Argentine Probe Uncovers Draft $5M Deal Tied to Milei's $LIBRA Promotion
Forensic investigators examining a crypto lobbyist's phone have recovered a draft agreement detailing a proposed three-part payment of $5 million, allegedly linked to President Javier Milei's promotion of the $LIBRA memecoin on February 14, 2025.
Argentine federal prosecutor Eduardo Taiano is overseeing a judicial investigation that has produced new documentary evidence connecting Milei to the $LIBRA launch. Forensic analysts examining the iPhone of crypto lobbyist Mauricio Novelli uncovered the draft on his device. Novelli has been identified as the central node of communications, connecting memecoin promoters, including Hayden Davis, with Argentine officials, including Milei's sister Karina, a role that places his phone at the heart of the investigation. The document, written in English and dated February 11, 2025, was composed three days before Milei published a post on X promoting the token alongside a Solana contract address. The token subsequently peaked at roughly $4.5 billion in market capitalization before losing more than 94% of its value within hours, causing estimated losses of $250 million to $280 million across approximately 40,000 to 75,000 traders.
The draft document opens with the line: "Hello friends, this is the final agreement discussed with H." Investigators believe the initial "H" refers to crypto entrepreneur Hayden Davis, associated with Kelsier Ventures, a firm connected to the token's launch. The proposed payment structure breaks into three portions: $1.5 million in liquid tokens or cash as an upfront advance; a further $1.5 million contingent on Milei publicly naming Hayden Davis, Kelsier, or the Davis family as his advisor on X; and a final $2 million tied to a formal government consulting contract signed in person with Milei, with his sister and Chief of Staff Karina Milei listed as a party to the review. That last condition references a meeting held at Casa Rosada on January 30, 2025. Investigators have not confirmed the document was signed, and no verified payment has been established. The document does not name the recipients of the funds.
Call logs extracted from Novelli's phone add further weight to the investigation. Records show more than 35 contacts between Novelli and Milei in the period leading up to the launch.

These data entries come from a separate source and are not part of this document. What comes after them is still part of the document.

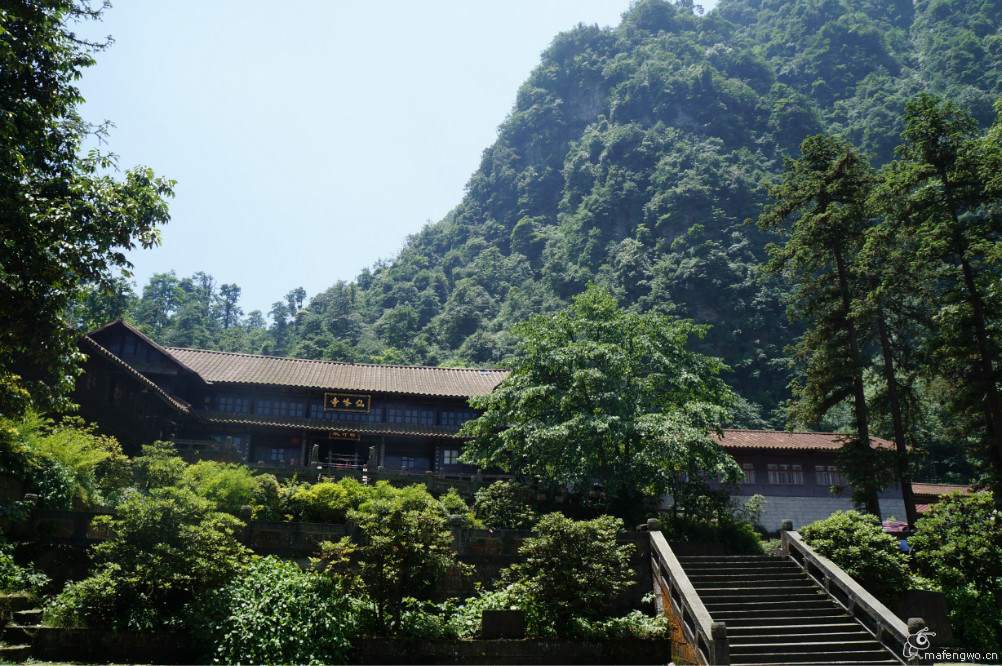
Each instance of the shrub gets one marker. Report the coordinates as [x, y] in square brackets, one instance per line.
[734, 536]
[571, 569]
[857, 543]
[505, 505]
[169, 548]
[275, 613]
[329, 502]
[68, 465]
[226, 485]
[159, 466]
[407, 548]
[270, 499]
[15, 578]
[958, 548]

Forensic analysts identified at least five messages exchanged between the two in both directions at approximately 7:01 PM on February 14, 2025, the precise moment Milei posted the $LIBRA contract address to X. A second document recovered from Novelli's device, dated February 16, 2025, appears to address crisis communications coordination in the days following the token's collapse and includes material related to coordinating Milei's media response in the immediate aftermath, suggesting Novelli's involvement extended beyond promotion into damage control. Milei had claimed publicly that he "simply copied the Libra contract code from the internet." Congressional forensic experts, testifying under oath, directly contradicted that account, stating the contract code was not publicly accessible online at the time Milei posted it. Milei's office declined to comment on the forensic findings.

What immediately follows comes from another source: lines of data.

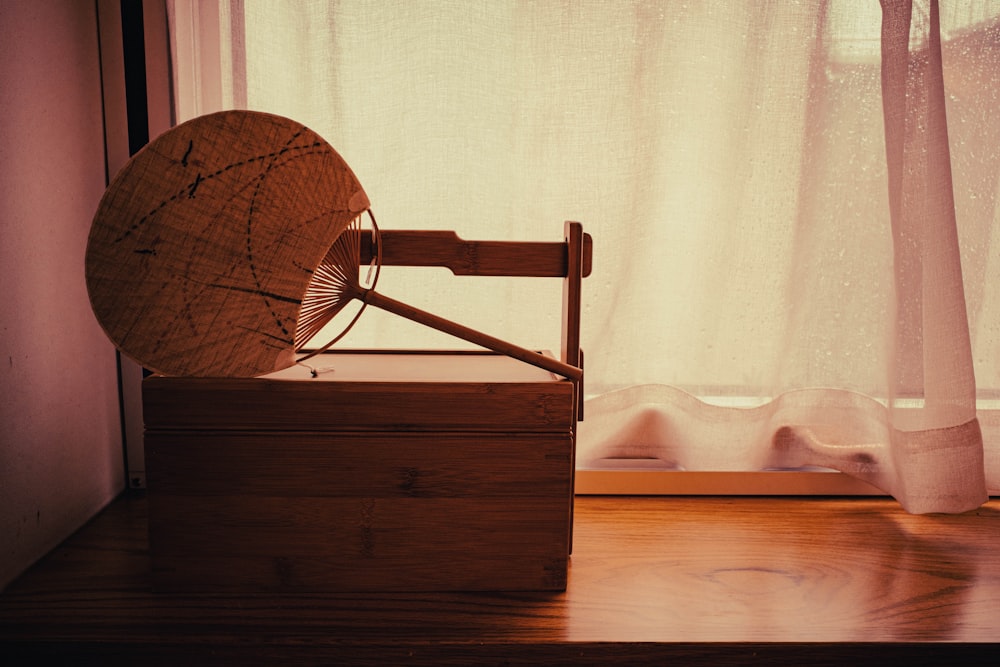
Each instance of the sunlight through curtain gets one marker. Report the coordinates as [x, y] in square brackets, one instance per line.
[784, 197]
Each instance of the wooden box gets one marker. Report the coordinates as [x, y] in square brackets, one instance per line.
[390, 472]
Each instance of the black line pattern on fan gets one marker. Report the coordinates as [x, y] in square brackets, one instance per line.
[190, 296]
[187, 191]
[261, 178]
[289, 153]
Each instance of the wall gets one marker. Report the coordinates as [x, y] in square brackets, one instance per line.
[60, 435]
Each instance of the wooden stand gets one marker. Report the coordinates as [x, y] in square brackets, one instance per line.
[396, 471]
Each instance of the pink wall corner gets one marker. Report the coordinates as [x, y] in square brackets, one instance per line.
[60, 443]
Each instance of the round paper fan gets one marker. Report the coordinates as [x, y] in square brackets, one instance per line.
[204, 245]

On-chain data analyzed by blockchain intelligence firm TRM Labs details how the token launch arrangement operated at the token level. $LIBRA is an SPL token on the Solana blockchain (contract: Bo9jh3wsmcC2AjakLWzNmKJ3SgtZmXEcSaW7L2FAvUsU), with liquidity managed through the Meteora DeFi protocol. Roughly 85% of the token supply was withheld from public circulation at launch. One address received 1 million $LIBRA tokens approximately 20 minutes before Milei's announcement, which were then deposited into a Meteora liquidity pool. Insiders collectively extracted an estimated $87 million to $107 million, including $7.8 million in SOL pulled directly from the Meteora pool. Within 48 hours of the collapse, 112 criminal complaints were filed in Argentina's Supreme Court.
The political fallout has been significant but inconsistent. Argentina's congressional investigative commission assigned "political responsibility" for the collapse to both Milei and Karina Milei, citing what it called alleged fraud. The government's own Anti-Corruption Office cleared the president of violating public ethics rules; however, that investigation was initiated by Milei himself, a fact that distinguishes it from an independent body reaching the same conclusion. Milei subsequently dissolved the task force his administration had created to investigate what critics called "cryptogate." A separate federal criminal investigation remains active.
For investors and regulators outside Argentina, the case carries direct implications. Burwick Law, which is pursuing a class action in the Southern District of New York, reports its 3,800-plus plaintiffs include victims from Argentina, the United States, and other countries in the hemisphere, as well as Europe, Asia, and Africa, making this one of the most globally dispersed memecoin fraud cases on record. Argentine courts have already frozen $110 million in assets. The structural mechanics documented here, including pre-positioned insider wallets, withheld token supply, coordinated sell-offs, and political amplification, represent a replicable playbook. Retail investors in markets such as Nigeria, Kenya, India, and Pakistan, where crypto adoption is partly driven by inflation hedging and limited access to formal banking, face heightened exposure to politically endorsed tokens because regulatory protections are still forming. Argentina's own securities regulator, the Comisión Nacional de Valores (CNV), the country's National Securities Commission and its equivalent of the SEC, issued its first formal cryptocurrency rules in March 2025, one month after the collapse.
The investigation under prosecutor Taiano is continuing. No charges have been filed against Milei as of publication. Whether the draft agreement represents an executed arrangement or a proposal that never advanced remains a central question for the court.